Thanks. When I use the method, model =TemporalFusionTransformer.load_from_checkpoint('tft.pkl',map_location=torch.device('cpu'))the error occur: IndexError: index 3 is out of bounds for dimension 1 with size 1 Do you have this too?

mrgreen3325 avatar May 23 '25 07:05 mrgreen3325

Hi @mrgreen3325
tft.pkl is a pickle object not a checkpoint. Checkpoints are .ckpt files automatically created during training. by defaul they're in a lightning_logs directory and have names like epoch=0-step=768.ckpt

mkuiack avatar May 23 '25 09:05 mkuiack

Just to be clear @mrgreen3325, once you've created the pickled TFT (tft.pkl file) you load it back in like:

with open('tft.pkl','rb') as f: model = pickle.load(f)

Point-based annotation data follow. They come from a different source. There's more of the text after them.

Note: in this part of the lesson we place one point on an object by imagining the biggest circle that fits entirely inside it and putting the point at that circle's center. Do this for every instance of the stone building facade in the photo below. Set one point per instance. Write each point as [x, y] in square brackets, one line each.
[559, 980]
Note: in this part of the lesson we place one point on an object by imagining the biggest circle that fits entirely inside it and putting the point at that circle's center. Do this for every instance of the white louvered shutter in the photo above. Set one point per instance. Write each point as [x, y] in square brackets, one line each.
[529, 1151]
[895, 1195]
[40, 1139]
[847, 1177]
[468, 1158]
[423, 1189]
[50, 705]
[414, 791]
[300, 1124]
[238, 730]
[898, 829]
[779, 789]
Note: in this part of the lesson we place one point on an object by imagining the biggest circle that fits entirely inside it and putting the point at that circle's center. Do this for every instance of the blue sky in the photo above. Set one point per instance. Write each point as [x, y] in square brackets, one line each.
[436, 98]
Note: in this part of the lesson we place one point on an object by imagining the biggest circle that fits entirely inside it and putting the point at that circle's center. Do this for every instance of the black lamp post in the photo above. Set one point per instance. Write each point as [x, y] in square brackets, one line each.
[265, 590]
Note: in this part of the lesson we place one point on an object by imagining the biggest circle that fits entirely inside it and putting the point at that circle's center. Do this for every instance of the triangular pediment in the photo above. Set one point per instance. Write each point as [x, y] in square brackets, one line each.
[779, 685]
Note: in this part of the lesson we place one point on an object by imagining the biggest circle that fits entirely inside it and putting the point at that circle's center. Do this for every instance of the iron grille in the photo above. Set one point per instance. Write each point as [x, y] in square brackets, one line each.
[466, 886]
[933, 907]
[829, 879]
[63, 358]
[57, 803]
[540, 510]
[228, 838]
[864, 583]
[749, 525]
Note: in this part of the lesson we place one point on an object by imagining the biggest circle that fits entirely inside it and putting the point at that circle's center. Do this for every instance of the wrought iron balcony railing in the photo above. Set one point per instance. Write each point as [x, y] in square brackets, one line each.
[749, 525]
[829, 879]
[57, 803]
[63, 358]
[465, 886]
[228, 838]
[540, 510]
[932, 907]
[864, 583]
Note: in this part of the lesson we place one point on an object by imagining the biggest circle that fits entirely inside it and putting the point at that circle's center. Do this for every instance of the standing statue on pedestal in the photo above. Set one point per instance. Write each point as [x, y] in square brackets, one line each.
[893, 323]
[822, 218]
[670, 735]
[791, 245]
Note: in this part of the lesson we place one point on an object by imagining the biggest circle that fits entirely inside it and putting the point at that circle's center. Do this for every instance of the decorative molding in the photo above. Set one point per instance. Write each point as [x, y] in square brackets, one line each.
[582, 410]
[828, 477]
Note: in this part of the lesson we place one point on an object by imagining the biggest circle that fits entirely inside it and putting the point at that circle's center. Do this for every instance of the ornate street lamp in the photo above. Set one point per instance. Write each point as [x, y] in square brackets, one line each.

arizzuto avatar May 25 '25 23:05 arizzuto

Hi @mrgreen3325 tft.pkl is a pickle object not a checkpoint. Checkpoints are .ckpt files automatically created during training. by defaul they're in a lightning_logs directory and have names like epoch=0-step=768.ckpt

Thanks, may i know which function I need to use to open the pkl? torch.load?

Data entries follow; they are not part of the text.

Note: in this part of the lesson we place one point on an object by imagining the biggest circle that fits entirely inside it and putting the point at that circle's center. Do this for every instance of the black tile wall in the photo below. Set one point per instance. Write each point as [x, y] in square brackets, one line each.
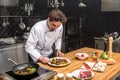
[95, 22]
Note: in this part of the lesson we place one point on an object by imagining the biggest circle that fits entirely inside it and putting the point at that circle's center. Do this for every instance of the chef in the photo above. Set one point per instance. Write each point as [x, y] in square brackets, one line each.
[44, 34]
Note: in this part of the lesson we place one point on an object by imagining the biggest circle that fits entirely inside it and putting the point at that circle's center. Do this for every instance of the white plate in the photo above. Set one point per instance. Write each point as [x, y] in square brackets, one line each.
[91, 64]
[78, 55]
[68, 62]
[100, 66]
[77, 72]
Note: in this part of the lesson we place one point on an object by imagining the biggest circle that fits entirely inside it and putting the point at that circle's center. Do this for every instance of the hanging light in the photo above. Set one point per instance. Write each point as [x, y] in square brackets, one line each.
[82, 4]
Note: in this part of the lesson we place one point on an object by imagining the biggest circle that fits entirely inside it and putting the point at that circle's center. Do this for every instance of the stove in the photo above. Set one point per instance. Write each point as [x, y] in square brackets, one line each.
[41, 74]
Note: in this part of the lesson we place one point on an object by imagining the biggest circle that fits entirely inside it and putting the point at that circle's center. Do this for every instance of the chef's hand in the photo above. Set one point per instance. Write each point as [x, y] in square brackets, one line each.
[59, 53]
[44, 59]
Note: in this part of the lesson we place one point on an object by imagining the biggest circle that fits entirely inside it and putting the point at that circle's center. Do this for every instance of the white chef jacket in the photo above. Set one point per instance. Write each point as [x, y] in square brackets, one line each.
[41, 39]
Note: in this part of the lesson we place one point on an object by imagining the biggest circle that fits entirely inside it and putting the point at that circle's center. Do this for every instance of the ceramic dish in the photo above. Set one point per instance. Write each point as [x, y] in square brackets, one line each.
[81, 56]
[79, 74]
[59, 61]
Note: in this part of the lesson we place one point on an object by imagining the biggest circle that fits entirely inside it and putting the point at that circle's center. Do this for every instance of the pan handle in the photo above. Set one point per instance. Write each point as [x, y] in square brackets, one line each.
[11, 60]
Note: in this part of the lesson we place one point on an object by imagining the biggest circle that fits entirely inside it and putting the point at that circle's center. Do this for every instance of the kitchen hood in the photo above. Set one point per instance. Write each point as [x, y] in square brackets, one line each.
[9, 2]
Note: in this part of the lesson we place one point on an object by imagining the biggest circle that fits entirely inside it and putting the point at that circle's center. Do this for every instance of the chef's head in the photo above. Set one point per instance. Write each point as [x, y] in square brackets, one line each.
[55, 18]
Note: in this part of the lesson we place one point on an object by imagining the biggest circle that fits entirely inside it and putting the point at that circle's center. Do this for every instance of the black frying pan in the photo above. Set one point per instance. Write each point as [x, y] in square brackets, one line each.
[22, 67]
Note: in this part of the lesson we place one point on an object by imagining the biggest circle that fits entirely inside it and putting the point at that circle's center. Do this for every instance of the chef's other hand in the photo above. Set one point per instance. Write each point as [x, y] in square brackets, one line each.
[44, 59]
[59, 53]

mrgreen3325 avatar May 26 '25 02:05 mrgreen3325

Hi @mrgreen3325 tft.pkl is a pickle object not a checkpoint. Checkpoints are .ckpt files automatically created during training. by defaul they're in a lightning_logs directory and have names like epoch=0-step=768.ckpt

Thanks, may i know which function I need to use to open the pkl? torch.load?

import pickle

pickle stores the entire TFT object instance (or whatever object you pickle) no reference to the original packages required

arizzuto avatar May 26 '25 02:05 arizzuto

Hi @mrgreen3325 tft.pkl is a pickle object not a checkpoint. Checkpoints are .ckpt files automatically created during training. by defaul they're in a lightning_logs directory and have names like epoch=0-step=768.ckpt

Thanks, may i know which function I need to use to open the pkl? torch.load?

import pickle

pickle stores the entire TFT object instance (or whatever object you pickle) no reference to the original packages required

Thanks for reply. May I know that how to set the tsdataset = TimeSeriesDataSet()? Since the data are encoded during training, is it need to encoded in the same way for the test set during inference? Thanks.

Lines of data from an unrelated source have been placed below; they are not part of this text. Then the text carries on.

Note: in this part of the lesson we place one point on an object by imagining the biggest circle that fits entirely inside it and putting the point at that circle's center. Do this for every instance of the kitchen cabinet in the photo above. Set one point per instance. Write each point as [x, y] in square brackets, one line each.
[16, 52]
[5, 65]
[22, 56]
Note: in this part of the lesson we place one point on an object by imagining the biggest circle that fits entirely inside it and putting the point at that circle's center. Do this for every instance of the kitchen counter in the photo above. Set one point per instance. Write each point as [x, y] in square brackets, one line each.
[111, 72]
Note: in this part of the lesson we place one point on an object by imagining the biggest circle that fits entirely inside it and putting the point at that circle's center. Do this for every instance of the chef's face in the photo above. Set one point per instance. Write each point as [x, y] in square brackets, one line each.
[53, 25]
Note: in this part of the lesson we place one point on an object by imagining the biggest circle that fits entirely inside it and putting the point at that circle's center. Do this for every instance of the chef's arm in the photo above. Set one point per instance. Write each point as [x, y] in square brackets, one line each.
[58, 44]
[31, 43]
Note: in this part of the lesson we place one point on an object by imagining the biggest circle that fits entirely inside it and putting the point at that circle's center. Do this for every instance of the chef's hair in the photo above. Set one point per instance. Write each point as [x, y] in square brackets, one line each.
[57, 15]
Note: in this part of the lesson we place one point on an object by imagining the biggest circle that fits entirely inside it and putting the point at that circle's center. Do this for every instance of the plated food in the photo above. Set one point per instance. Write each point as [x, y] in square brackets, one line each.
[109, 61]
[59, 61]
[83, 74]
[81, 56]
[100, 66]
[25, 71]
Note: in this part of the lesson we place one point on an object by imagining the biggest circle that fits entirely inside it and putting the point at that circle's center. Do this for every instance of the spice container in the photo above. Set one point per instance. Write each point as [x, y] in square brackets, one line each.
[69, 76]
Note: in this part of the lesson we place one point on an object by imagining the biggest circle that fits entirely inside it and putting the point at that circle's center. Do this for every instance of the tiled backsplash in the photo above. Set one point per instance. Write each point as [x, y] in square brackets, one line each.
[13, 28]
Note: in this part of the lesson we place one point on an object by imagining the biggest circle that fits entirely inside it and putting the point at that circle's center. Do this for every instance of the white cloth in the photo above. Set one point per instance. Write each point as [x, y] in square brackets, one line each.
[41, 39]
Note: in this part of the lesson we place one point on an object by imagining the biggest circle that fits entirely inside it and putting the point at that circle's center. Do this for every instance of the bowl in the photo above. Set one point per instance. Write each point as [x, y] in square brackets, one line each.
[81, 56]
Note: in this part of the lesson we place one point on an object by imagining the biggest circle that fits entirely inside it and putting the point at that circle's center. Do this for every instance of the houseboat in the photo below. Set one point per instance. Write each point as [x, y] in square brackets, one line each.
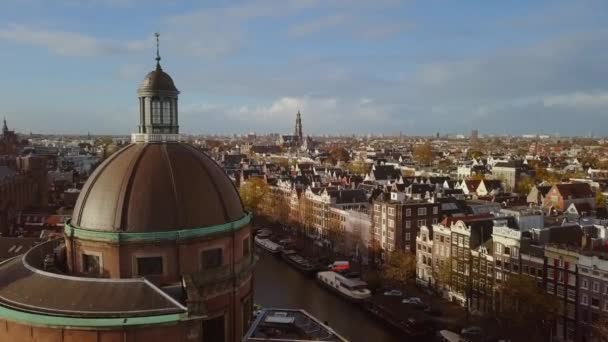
[353, 289]
[268, 245]
[299, 262]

mrgreen3325 avatar May 27 '25 01:05 mrgreen3325

Thanks for reply. May I know that how to set the tsdataset = TimeSeriesDataSet()? Since the data are encoded during training, is it need to encoded in the same way for the test set during inference? Thanks.

This is the same for any TFT, I would recommend looking at some of the great example uses that the pytorch-forecasting devs have created.